Sorry - it's the teacher in me. I have seen so much good come from kids taking AP classes. Good luck!

Marilyn said...

I agree with dillon6 and also ganelle. I like the idea of checking with BYU and also asking other previous students, great suggestions from a teacher! My hubby is a BYU graduate and kinda wanted his kids to go-but in my opinion the Y has become so much more elitist these days....so expensive and tough to get in to. Amongst my brood I have 2 ASU grads and 2 more on the verge of graduating-they have had good experiences-met wonderful future spouses-attended institute, etc.

But in the end-you are the momma and she and you (is that grammar correct??) are the ones entitled to the inspiration for your particular situation--good luck--sometimes I think "raising" Young Adults is harder than teenagers!

Buddy said...

When I took that same AP course four years ago, I came out with a C both semesters (and back then it wasn't weighted). I remember my teacher was both strict and fair; only two kids walked out with A's, another two with B's. It was hard and both my GPA and stress-meter took a hit.

That being said, I would do it all over again. No doubt about it. It was easily the most valuable class I took in high school, and I didn't even take the AP exam. The information, the teacher, the general environment; they've all helped me in so many areas. To this day I still look over the notes from that class.

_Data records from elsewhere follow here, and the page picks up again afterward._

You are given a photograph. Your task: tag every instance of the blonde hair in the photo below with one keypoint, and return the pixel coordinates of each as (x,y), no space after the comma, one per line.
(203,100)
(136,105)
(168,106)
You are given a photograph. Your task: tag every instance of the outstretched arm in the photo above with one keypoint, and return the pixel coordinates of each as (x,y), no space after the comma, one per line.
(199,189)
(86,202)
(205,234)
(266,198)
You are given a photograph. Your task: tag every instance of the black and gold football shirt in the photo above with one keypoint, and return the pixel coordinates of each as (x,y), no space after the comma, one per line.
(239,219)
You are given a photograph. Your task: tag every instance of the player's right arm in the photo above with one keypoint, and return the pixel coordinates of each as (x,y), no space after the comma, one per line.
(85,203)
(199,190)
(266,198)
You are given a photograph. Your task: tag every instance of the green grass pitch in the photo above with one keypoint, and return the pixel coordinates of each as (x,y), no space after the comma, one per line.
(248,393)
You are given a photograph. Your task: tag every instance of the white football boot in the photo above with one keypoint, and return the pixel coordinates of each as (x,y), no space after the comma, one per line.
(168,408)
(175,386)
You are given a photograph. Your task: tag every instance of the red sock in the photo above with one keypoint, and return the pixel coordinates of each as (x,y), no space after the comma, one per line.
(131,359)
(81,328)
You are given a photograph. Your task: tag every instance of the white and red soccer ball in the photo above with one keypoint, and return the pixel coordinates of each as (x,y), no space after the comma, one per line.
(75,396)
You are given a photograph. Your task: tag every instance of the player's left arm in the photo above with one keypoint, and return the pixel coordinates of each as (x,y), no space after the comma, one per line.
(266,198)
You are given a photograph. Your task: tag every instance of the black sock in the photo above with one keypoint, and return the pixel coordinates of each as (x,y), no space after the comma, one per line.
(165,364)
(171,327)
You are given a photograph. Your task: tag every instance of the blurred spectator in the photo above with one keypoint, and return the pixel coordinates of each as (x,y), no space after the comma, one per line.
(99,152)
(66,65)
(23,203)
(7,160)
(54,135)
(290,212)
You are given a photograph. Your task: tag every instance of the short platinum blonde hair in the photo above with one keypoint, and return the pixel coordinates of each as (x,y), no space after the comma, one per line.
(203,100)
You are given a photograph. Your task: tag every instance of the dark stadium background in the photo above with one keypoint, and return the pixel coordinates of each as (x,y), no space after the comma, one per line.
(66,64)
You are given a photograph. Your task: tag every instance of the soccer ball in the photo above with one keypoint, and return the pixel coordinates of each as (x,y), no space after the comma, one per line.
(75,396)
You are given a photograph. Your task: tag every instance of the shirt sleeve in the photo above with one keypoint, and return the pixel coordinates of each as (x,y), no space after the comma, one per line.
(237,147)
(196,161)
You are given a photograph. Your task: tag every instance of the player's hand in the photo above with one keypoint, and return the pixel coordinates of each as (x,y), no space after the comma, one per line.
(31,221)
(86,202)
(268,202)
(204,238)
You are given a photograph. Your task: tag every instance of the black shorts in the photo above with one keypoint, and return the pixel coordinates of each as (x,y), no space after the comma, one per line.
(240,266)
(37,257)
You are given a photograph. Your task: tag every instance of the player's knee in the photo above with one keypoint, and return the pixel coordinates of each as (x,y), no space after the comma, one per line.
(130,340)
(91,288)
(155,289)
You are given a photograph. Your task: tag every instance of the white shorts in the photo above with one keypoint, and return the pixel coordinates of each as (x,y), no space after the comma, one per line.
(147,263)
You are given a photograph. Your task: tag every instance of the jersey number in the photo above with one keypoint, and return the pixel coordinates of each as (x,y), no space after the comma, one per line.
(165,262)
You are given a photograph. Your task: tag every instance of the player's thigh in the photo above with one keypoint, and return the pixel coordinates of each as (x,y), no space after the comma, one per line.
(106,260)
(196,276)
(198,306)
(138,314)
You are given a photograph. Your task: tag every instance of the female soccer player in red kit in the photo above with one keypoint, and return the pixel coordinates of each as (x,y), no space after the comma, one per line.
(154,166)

Take a look at the teacher: is he mean and unfair, or simply strict with his grades? I vote for letting her take it, but make sure the rest of her class load is as light as can be. If she can pull off A's in the rest of her classes with little-to-no effort, a C should not have a significant impact on her GPA (especially if it's weighted). Plus, if it's the teacher I remember, the memories from that class will be well worth it :)

Nancy Face said...

I'm on the side of Academic Poison. My older kids took lots of honors and AP classes, and most of them were wonderful, but the occasional teacher that was too strict or stingy on grades caused way more stress than they needed to deal with at that time in their lives. If a teacher said to expect no better than a C grade, I would definitely believe that teacher!

kristen said...

One more thought. Consider applying to summer school. That's what I did, because even with a high GPA I was a little worried and didn't want to take any chances. I got into summer school with no problems; and I LOVED it. I know a lot of people are saying that spending your entire Bachelor degree experience at BYU is overrated; I don't really think so. I really liked BYU. Having done post Bachelor's and graduate work at another school has made me appreciate the 'Y' even more. But hey, if she's meant to go then she will; if she's meant to get an Associate's somewhere, then transfer--then she will.

Jimmy said...

Having the experiences I have had, and kinda knowing what I know about things lately, that GPA can't afford that hit. I think that your daughter's intelligence and desire for learning are both obvious, but she can expand her mind better at BYU once she is through the door.

I admire her thought process, but if she things that there is a chance she won't excel, she might want to reconsider.

Of course, I'd hire anyone who thought like that :)

Lauren said...

I was in AP all through high school, and even though it was extremely difficult...it was so worth it. I learned so much in those classes. Pretty much I learned everything they are trying to teach in college. I sit there bored.